There’s a hot topic of discussion out there all of a sudden – I think originally triggered by this post a few weeks back by Suzanne Wynn – concerning whether ERISA strategies should be able to be patented. The discussion, thanks to a detailed look at the issue in this week’s issue of the BNA Pension and Benefits Reporter, has finally reached the point where there is now more light than heat on the subject. I am quoted extensively in the BNA article, which is A WARNING TO ERISA PRACTITIONERS: YOUR BENEFIT PLAN STRATEGIES MAY BE PATENTED, 34 Pens. & Benefits Rep. (BNA) 1329. As per my usual practice of deeming it fair use for purposes of the copyright laws to quote verbatim sections of articles that quote me, here is what I had to say on the question of whether these types of strategies should be covered by the patent regime: 

Stephen Rosenberg, a partner with The McCormack Firm LLC, Boston, told BNA in an e-mail May 20 that he is "not a big fan" of business method and similar patents, such as for tax strategies, because these patents "aren’t really advancing technology and the like in the scientific or mechanical arts." Rosenberg is a commercial litigator who specializes in litigating ERISA and intellectual property cases.

"With regard to patenting ERISA ideas and methods in particular, I believe you are moving out of patenting innovation and really simply into the realm of what is, in essence, simply the professional knowledge and expertise of the practitioner," Rosenberg told BNA. He added that he did not believe that the counseling of a lawyer or other professional service provider, who is simply applying his or her learned expertise in a particular field of training, should fall within the patent regime.
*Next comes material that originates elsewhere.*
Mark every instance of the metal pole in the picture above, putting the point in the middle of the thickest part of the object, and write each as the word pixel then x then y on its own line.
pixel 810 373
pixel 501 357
Rosenberg said he believes that advances in professional knowledge of ERISA "should belong to the profession as a whole, as part of the advancement of knowledge in that field."

Rosenberg said that the real purpose of a patent is to provide protection to those who have invested resources into inventing something and who, without patent protection to allow them to exploit the invention, would not profit from it sufficiently to warrant the investment. "I am hard pressed to believe that a professional in the ERISA community who comes up with a new idea for how to attack an ERISA strategy problem won’t go forward without [the protection of a patent]; instead, they will sell it to the client, with the expectation the client will be impressed enough to keep returning for more professional services and will recommend that provider to others," Rosenberg said in the e-mail.

In addition, Rosenberg said he believes that patents should not be granted to advances that would be obvious to others who are skilled in the particular field. "I am highly skeptical that a new ERISA strategy is likely to be so beyond what other practitioners, presented with the same problem by clients, would have come up with that it would justify placing exclusivity in the hands of the first to seek a patent for it," Rosenberg added.

I guess you can tell from my comments that I think it is pushing business method patenting a little too far, and in a direction that is simply not beneficial to clients, the profession or the public.

This whole question of how far patent protection should be allowed to extend echoes as well in what the WSJ Law Blog is calling the Patent Reform Battle Royale among the real big spenders, Cisco and Goldman Sachs and big pharma, and in the alleged patent troll problem complained about by Sun’s general counsel on his blog. Weighing in on what they have to say and how it fits in with the questions posed in the BNA article would take a lot more words than I have time to type today, but their posts on the issue are worth taking the time to read; you can then draw your own conclusions as to whether their complaints about the patent system likewise support precluding the patenting of ERISA strategies. If you would like a little more substance on the patent reforms at issue, you can find it here and here.